Our church's men's ministry offered a dirt bike or 4 wheeler adventure to Durhamtown Plantation this past weekend.  Wet and muddy mixed with a ton of fun.  Everyone came back in one piece although we did have a few spills and one tree that jumped in the way.  A great time of fellowship was had by all.


----------



## wvdawg (Jan 25, 2015)

Nice job on the video!  Made me wish I was there.  Hope that camera survived the mud!  Made me hungry too with all that food!
Good job!


----------



## Milkman (Jan 25, 2015)

Looks like yall were there Friday and Saturday. Im sure it was a blast.
 I was there Saturday with some of my family.   We had 3 atvs and a Kawasaki mule.  Im sure we left there with 200 lbs or Greene County clay on our rides.  It was a fun day. 

It was muddy.  It took me about 2 hours to make my Arctic Cat be green again this morning.


----------



## Sterling (Jan 25, 2015)

wvdawg said:


> Nice job on the video!  Made me wish I was there.  Hope that camera survived the mud!  Made me hungry too with all that food!
> Good job!



The camera did okay, but my buddy had his bell rung pretty good.  You're not joking about the food.  I think I came back a few pounds heavier, but happier as well!



Milkman said:


> Looks like yall were there Friday and Saturday. Im sure it was a blast.
> I was there Saturday with some of my family.   We had 3 atvs and a Kawasaki mule.  Im sure we left there with 200 lbs or Greene County clay on our rides.  It was a fun day.
> 
> It was muddy.  It took me about 2 hours to make my Arctic Cat be green again this morning.

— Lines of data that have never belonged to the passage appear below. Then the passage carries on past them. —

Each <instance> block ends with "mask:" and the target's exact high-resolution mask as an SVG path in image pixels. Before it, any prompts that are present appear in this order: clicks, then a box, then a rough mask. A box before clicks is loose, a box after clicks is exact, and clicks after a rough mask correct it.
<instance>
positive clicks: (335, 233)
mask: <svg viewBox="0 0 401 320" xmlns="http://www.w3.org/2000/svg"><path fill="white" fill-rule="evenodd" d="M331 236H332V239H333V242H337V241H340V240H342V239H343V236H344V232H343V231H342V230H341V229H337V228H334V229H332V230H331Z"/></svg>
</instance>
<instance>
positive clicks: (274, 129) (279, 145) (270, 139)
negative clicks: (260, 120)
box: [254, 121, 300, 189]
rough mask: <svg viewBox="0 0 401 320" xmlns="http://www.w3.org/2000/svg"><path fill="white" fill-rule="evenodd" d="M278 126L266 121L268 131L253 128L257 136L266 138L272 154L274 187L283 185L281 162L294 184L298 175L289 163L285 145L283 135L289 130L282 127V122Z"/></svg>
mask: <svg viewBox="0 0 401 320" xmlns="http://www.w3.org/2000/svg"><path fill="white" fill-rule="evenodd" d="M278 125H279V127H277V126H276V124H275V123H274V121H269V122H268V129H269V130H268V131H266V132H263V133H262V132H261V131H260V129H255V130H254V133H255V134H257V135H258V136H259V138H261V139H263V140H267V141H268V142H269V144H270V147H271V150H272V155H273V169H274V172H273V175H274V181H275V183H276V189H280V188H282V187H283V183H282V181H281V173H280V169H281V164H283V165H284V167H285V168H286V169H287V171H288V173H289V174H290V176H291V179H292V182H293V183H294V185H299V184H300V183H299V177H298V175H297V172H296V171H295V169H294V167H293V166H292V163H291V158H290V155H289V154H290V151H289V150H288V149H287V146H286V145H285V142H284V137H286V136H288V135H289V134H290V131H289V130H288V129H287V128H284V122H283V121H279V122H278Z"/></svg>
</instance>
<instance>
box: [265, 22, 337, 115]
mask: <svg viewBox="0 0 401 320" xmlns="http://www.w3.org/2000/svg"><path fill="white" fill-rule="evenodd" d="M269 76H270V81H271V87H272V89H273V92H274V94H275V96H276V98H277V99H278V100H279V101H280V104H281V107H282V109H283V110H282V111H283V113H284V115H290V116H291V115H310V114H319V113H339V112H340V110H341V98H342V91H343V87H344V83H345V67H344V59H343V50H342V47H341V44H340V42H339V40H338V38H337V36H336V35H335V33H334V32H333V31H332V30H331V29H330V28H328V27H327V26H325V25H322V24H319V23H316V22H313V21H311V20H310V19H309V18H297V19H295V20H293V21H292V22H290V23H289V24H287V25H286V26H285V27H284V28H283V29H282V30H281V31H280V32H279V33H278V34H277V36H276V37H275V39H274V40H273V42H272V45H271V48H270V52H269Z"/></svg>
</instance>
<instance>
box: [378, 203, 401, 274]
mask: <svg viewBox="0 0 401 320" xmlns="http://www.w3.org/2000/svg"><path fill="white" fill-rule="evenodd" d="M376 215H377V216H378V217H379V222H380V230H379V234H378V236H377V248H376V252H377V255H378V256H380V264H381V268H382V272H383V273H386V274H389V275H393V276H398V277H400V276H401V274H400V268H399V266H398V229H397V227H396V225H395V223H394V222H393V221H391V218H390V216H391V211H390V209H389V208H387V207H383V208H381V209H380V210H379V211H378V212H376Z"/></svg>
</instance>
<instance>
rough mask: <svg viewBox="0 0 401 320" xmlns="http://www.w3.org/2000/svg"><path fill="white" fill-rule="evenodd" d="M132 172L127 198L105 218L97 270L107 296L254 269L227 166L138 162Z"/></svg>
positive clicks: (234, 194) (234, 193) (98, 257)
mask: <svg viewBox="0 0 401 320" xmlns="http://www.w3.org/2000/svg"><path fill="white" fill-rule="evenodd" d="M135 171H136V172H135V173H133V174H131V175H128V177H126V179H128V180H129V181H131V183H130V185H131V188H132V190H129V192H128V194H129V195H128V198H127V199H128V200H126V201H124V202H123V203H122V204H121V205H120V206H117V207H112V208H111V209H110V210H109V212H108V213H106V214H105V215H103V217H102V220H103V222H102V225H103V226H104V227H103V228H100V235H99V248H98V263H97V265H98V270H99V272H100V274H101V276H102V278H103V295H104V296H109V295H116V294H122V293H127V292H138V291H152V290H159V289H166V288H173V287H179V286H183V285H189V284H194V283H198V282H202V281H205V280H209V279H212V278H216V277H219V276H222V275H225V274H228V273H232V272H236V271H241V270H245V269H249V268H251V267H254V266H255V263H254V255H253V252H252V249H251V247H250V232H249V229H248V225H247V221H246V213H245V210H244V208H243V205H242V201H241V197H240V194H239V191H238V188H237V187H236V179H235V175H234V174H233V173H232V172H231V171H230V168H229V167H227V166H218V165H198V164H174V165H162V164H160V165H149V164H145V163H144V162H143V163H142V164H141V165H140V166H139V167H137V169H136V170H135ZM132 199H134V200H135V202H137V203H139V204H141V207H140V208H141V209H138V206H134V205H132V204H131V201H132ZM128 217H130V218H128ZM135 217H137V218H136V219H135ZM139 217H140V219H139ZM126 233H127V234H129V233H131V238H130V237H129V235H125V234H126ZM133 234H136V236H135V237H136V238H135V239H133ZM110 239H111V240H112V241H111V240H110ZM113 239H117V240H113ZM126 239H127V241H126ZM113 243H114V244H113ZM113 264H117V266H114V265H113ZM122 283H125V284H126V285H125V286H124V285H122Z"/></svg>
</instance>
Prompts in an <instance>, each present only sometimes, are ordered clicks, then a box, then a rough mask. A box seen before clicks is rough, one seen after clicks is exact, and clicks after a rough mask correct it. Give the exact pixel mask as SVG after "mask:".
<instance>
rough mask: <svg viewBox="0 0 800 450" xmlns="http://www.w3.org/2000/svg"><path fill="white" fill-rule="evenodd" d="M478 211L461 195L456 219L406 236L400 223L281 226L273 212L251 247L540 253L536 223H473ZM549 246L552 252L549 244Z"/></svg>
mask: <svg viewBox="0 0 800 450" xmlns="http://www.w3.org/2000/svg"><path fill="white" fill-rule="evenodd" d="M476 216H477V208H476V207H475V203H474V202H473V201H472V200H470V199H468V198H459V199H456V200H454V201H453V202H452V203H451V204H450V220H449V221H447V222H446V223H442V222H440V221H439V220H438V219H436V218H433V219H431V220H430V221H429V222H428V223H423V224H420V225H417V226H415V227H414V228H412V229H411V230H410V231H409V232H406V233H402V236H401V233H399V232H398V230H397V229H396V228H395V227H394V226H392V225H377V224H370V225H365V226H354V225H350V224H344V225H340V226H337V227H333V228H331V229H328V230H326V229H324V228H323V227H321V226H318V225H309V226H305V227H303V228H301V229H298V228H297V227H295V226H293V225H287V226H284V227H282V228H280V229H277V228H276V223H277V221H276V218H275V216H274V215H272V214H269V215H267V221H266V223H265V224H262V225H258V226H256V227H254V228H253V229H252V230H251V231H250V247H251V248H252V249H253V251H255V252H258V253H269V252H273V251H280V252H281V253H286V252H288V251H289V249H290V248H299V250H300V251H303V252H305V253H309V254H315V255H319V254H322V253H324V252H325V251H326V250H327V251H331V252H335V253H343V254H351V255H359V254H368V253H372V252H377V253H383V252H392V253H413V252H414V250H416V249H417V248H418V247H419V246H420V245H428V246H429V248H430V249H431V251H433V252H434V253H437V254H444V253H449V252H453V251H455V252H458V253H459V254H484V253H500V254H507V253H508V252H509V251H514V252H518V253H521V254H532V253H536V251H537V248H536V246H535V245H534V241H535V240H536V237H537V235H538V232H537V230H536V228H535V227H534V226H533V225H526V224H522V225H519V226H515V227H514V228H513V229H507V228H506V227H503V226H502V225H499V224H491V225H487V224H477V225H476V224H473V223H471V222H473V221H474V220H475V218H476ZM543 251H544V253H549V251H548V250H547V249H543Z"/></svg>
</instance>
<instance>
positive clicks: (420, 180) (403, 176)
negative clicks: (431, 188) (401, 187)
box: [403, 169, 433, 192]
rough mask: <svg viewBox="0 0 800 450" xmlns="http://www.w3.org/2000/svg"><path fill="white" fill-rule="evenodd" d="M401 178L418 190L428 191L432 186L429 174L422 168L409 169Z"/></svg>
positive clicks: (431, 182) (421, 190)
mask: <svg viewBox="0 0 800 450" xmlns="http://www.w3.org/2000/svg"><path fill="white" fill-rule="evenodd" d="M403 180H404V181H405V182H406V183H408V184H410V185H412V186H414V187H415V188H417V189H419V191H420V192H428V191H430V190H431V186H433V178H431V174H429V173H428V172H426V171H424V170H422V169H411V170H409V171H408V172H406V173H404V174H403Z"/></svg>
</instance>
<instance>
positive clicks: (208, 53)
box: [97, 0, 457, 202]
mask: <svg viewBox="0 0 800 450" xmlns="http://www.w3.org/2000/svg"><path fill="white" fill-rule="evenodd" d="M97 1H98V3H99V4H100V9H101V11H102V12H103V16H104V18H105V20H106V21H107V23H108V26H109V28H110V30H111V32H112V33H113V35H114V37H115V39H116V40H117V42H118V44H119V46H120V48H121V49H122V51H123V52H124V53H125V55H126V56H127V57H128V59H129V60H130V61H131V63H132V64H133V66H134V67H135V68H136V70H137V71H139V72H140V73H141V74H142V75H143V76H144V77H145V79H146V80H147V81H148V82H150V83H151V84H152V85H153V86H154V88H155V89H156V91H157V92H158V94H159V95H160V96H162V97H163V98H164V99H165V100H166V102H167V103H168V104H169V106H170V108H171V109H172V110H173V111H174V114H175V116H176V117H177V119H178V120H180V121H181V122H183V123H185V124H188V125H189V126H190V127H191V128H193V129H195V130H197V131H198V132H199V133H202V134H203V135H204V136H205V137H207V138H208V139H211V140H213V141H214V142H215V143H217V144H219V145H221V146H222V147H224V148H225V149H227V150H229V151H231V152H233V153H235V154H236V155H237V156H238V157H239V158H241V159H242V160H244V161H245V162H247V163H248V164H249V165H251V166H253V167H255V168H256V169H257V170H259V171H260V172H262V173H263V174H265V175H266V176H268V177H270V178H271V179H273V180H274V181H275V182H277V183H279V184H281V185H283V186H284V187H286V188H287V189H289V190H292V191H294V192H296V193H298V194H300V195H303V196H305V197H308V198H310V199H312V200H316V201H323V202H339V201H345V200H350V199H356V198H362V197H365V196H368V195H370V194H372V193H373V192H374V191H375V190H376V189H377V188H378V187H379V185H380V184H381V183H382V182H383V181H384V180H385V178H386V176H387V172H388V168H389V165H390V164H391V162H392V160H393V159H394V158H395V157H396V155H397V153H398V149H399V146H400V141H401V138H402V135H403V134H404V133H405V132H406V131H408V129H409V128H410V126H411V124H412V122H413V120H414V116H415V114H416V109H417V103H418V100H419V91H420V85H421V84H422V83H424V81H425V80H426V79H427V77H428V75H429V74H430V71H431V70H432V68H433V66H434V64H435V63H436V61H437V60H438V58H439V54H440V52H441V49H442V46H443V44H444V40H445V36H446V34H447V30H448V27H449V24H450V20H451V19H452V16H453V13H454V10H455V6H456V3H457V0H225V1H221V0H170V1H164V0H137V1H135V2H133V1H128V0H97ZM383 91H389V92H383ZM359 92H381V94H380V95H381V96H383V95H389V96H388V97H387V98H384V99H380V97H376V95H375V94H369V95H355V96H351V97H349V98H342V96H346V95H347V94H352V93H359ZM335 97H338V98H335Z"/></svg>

You are right, it was muddy.  Took me a while to get the mud of my rental and my rain suit.  Ton of fun though.  Glad you all got to enjoy it too!


----------



## Ajohnson0587 (Jan 25, 2015)

I love going to DurhamTown, my Jeep sees a lot of time there


----------



## Sterling (Jan 25, 2015)

Ajohnson0587 said:


> I love going to DurhamTown, my Jeep sees a lot of time there



We watched a few jeeps and 4runners on the obstacle course next to Mike's house.  That was wild!


----------



## 308-MIKE (Mar 24, 2015)

I used to hunt out there. Great place.


----------